Altium is acting exclusively for Astra in connection with the Offer and will not be responsible to any person other than Astra for providing the protections afforded to customers of Altium or for providing advice in relation to the Offer or any other matter referred to in this announcement.

This announcement does not constitute, or form part of, any offer for, or any solicitation of any offer for, securities. Any acceptance or other response to the Offer should be made only on the basis of information referred to in the Offer Document and the Increased Offer Document.

The Offer Document and Increased Offer Document are available on the FDM website at www.fdmgroup.com and on the Inflexion website at http://www.inflexion.com.

Enquiries:

Inflexion and Astra 

Gareth Healy 

Richard Swann

John Hartz

Tel: 020 7487 9888

Ernst & Young (Financial adviser to Astra)

Tim Medak

Mark Harrison

Tel: 020 7951 2000


Altium (Broker to Astra)

Stephen Georgiadis

Tim Richardson

Tel: 020 7484 4040

Citigate Dewe Rogerson (PR adviser to Astra)

Simon Rigby

Tel: 020 7638 9571


Dealing disclosure requirements

Under the provisions of Rule 8.3 of the Code, if any person is, or becomes, 'interested' (directly or indirectly) in 1 per cent. or more of any class of 'relevant securities' of FDM, all 'dealings' in any 'relevant securities' of that company (including by means of an option in respect of, or a derivative referenced to, any such 'relevant securities') must be publicly disclosed by no later than 3.30 pm (London time) on the London Business Day following the date of the relevant transaction. This requirement will continue until the date on which the Offer becomes, or is declared, unconditional as to acceptances, lapses or is otherwise withdrawn or on which the 'Offer Period' otherwise ends. If two or more persons act together pursuant to an agreement or understanding, whether formal or informal, to acquire an 'interest' in 'relevant securities' of FDM, they will be deemed to be a single person for the purpose of Rule 8.3.
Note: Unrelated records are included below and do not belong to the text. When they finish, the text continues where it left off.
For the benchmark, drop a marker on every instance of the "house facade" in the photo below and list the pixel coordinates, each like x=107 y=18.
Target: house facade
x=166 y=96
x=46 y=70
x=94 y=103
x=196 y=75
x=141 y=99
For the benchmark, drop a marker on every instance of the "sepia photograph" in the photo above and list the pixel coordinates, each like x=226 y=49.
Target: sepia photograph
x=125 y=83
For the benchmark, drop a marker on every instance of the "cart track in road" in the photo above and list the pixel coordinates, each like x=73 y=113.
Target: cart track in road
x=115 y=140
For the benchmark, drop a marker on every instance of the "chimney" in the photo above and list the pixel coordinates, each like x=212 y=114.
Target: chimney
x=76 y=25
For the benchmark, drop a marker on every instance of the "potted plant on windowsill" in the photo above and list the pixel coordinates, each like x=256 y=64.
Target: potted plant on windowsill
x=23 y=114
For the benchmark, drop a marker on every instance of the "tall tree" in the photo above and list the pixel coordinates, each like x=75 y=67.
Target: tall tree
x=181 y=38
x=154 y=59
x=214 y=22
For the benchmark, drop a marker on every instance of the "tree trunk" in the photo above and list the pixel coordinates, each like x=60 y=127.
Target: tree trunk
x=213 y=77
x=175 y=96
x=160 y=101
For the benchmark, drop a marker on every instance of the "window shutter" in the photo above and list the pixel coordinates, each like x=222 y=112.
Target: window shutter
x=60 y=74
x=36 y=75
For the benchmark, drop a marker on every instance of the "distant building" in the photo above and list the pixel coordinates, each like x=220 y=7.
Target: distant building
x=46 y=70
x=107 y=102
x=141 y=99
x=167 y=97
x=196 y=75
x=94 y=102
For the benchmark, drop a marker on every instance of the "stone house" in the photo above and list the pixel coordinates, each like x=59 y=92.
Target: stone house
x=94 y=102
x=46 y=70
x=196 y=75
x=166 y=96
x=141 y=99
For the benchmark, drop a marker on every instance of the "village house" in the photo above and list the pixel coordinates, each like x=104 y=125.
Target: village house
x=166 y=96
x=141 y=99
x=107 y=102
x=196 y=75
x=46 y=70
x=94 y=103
Under the provisions of Rule 8.1 of the Code, all 'dealings' in 'relevant securities' of FDM by Astra or any other potential offeror of FDM, or by any of their respective 'associates', must be disclosed by no later than 12.00 noon (London time) on the London Business Day following the date of the relevant transaction.

A disclosure table, giving details of the companies in whose 'relevant securities' 'dealings' should be disclosed, and the number of such securities in issue, can be found on the Panel's website at www.thetakeoverpanel.org.uk.

'Interests in securities' arise, in summary, when a person has long economic exposure, whether conditional or absolute, to changes in the price of securities. In particular, a person will be treated as having an 'interest' by virtue of the ownership or control of securities, or by virtue of any option in respect of, or derivative referenced to, securities.

Terms in quotation marks are defined in the Code, which can also be found on the Panel's website. If you are in any doubt as to whether or not you are required to disclose a 'dealing' under Rule 8, you should consult the Panel.